Fascinatingly, the Echo carried an advert the same day by local Speke firm Whiteley Lang & Neill Ltd., mentioning that the BBC filmed part of Coltart’s play on their premises and jokily disclaiming that any of their workers resemble Johnny Johnson, while also offering work for any aspiring toolmakers, toolroom machinists, tool draughtsman or planners (ibid., p. 10). All a sign that Britain’s economy was doing very well in 1965 in terms of offering people skilled work. The intense local flavour of this play is clear in its adoption of a local saying:

“If you can’t fight, wear a big hat. The brim might protect you.” (Aberdeen Evening Press, op. cit.).

Coltart seems to be addressing a masculinity in flux, with old toughness vying with more peaceful attitudes, within the protagonist Johnny, who ‘prefers discussion to violence. But what is the manly thing to do when a “hard case” insults you in front of your wife?’ (Coventry Evening Telegraph, 17 February 1965, p. 2).

Sheila Fearn probably as in Wear A Very Big Hat. Image courtesy of Coventry Evening Telegraph

While the cast has a few quite familiar names – William Gaunt, David Jackson – I can’t picture too many of them. An exception is Alan Lake, an interesting actor of incredibly varied screen roles, latterly married to Diana Dors. Lake is specifically mentioned as ‘busy filming and rehearsing’ as Harry in Wear A Very Big Hat (Television Today, 4 February 1965, p. 11). I know Neville Smith from the Play for Today Long Distance Information which he wrote and starred in; fellow lead Sheila Fearn is mostly known for sitcom roles, including as a regular in The Likely Lads.

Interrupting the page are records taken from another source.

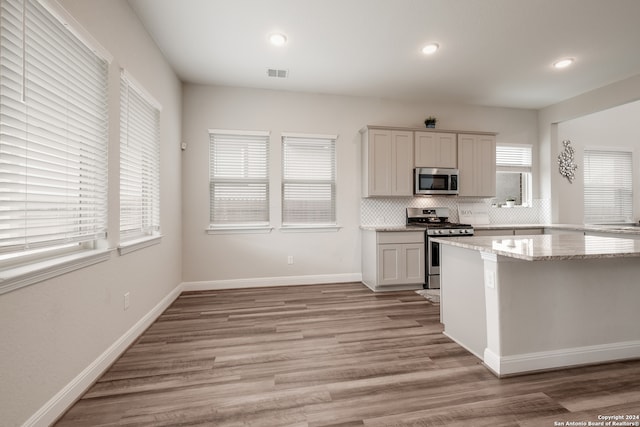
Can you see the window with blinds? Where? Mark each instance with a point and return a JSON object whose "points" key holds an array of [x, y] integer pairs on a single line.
{"points": [[238, 179], [608, 192], [309, 180], [513, 174], [53, 133], [139, 162]]}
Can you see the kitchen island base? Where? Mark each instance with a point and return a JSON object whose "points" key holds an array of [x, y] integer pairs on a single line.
{"points": [[521, 316]]}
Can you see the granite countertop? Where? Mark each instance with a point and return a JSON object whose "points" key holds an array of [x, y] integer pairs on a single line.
{"points": [[391, 228], [549, 246], [612, 229]]}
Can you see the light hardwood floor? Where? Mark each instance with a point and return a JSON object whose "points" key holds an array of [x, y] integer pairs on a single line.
{"points": [[330, 355]]}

Helpfully, we are informed she was a member of The Scaffolds, the group ‘that brought a touch of TW3 to Gazette, the late night ITV show from which The Eamonn Andrews Show was obviously fashioned.’ (Wolverhampton Express and Star, 17 February 1965, p. 9). William Holmes plays the ‘Liverpool tough who wants to pick a fight’ with the play’s ‘hero’ Johnny (Daily Mirror, 17 February 1965, p. 14).

Audience size: 8.91 million

Share of overall TV viewing audience: 60.0%

The opposition: BBC2 (Night Train to Surbiton – part 4 / The Hollywood Palace), ITV (Night Spot, with Frank Berry, Christine Holmes and The Seekers / The Fall and Rise of the House of Krupp*)

*’The story of two generations of German arms barons’, who armed Germany in both World Wars.

On radio, the Third had a symphony concert, the Light the cloying-sounding Time for old Time, and Luxembourg had David Jacobs’ Plays the Pops.

Audience Reaction Index: 48%

Reviewed in London press publications consulted: 46.2%

Reception: A fairly scant number of reviews, by and large. However, the reaction it elicited from the critics who mention it was highly positive, certainly better than usual. Reaction from (the many) viewers was polarised.

Johnny Clive and Neville Smith in Wear A Very Big Hat. Image courtesy of Radio Times.

Anon of Times-shire helpfully places Johnny as a Mod and indicated that Ken Loach had used much ‘nondescript “pop” type’ music to root the play in Liverpool, in what they found an ‘absorbing and effective’ TV play (18 February 1965, p. 16). They feel that initial difficulty in hearing the dialogue against ‘the twang and jangle of electric guitars’ was overcome by an unusual story deftly directed by Loach:

risking sequences of unusual slowness for the sake of truthfulness rather than for the degree of suspense they might carry. (ibid.).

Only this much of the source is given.